Just like G80, each cluster has its own L1 cache which connects to the
ROPs - where all the back-end work takes place, including antialiasing -
and then out to main card memory.
ROPs
GTX 280 carries eight ROPs (raster operators) - seen in
red and blue - that can each process four pixels per clock. GeForce 8-series
and 9-series GPUs have six such partitions, again capable of four ppc.
The new SKU, however, can also blend at 32 pixels per clock, whereas G80
needed to split a blender between two ROPs, leading to a 24 ROP (6x4)
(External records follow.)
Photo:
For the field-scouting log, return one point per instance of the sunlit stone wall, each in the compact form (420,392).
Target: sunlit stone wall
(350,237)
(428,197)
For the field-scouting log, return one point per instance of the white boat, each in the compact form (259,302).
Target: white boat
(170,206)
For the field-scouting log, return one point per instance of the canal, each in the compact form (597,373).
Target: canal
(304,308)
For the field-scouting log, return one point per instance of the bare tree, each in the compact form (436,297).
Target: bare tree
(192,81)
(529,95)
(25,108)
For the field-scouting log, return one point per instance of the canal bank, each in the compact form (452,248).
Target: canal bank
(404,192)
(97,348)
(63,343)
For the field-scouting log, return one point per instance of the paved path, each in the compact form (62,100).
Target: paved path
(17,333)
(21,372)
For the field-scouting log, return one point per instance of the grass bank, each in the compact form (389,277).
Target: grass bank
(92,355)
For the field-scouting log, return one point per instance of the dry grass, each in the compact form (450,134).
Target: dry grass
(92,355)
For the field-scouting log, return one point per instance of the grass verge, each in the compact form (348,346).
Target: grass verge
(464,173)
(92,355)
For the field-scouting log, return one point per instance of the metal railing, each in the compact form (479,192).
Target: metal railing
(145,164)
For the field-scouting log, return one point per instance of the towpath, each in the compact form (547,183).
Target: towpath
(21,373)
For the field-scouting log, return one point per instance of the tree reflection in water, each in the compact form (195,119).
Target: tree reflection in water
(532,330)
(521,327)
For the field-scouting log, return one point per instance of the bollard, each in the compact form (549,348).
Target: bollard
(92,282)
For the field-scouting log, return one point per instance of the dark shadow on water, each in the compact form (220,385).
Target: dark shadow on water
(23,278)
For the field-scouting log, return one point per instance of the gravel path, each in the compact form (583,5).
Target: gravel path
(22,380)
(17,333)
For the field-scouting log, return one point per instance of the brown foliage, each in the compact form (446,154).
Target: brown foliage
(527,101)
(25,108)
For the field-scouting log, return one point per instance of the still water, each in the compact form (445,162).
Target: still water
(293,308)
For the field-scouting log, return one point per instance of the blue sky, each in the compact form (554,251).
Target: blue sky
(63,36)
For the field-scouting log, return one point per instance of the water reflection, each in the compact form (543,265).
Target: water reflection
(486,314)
and 12-blend count. In short, greater than 33 per cent more ROPs and better than 3x the blending, at equal clock speeds.
Memory
Coming down further, each ROP has access to a little L2
cache and a 64-bit connection to main memory. Combining the 64-bit
pathways with the eight channels, GTX 280 supports a 512-bit interface - twice that of GeForce 9800 GTX and higher than the 384-bit pushed with
the original G80s. Having bags of fast memory is always good for the
ROPs, especially when loaded with resolution and copious amounts of
filtering.
GeForce GTX 280 is equipped with a 1GiB frame-buffer, though NVIDIA opted to
go with GDDR3 DRAMs to keep costs relatively in check.
Other new bits and pieces
ATI introduced double-precision (64-bit) floating-point
compliance with its Radeon HD 3000-series and NVIDIA's
GTX 200-series supports it, too, via what's termed a fused-MADD. The ability is useful for
the GPGPU environment where calculation accuracy is absolutely
paramount.
Double-precision calculation, of course, takes away throughput - you
can have one or the other at the same time. GTX 280 can operate with 30
double-precision processors - or one-eighth speed - working in a
concurrent manner.
It's likely, though, that 64-bit floating-point computing will remain the domain of
high-end CPUs until NVIDIA or ATI launches a specific GPU for this
purpose.
Geometry shading, which is part of the DX10 specification, and Stream Out - a sub-set of the geometry shader - have both been greatly improved,
according to NVIDIA.
Stream Out is handy when you want to continually re-use previously-generated data without having to
re-render it, saving bandwidth and time.
NVIDIA has also increased what's termed the register files. Put simply,
they're storage spaces on the streaming multiprocessors that hold the
shaders, ready for execution. Super-long shaders caused the G80 to fill
its register space, thus requiring main memory to lend a hand. Bottom
line - larger register files mean more on-chip action and, potentially,
higher performance.
There's been a general cleaning-up of the architecture, ranging from greater efficiency at memory accesses to better compression and Z-cull performance - where you occlude pixels that won't be shown - at higher resolutions.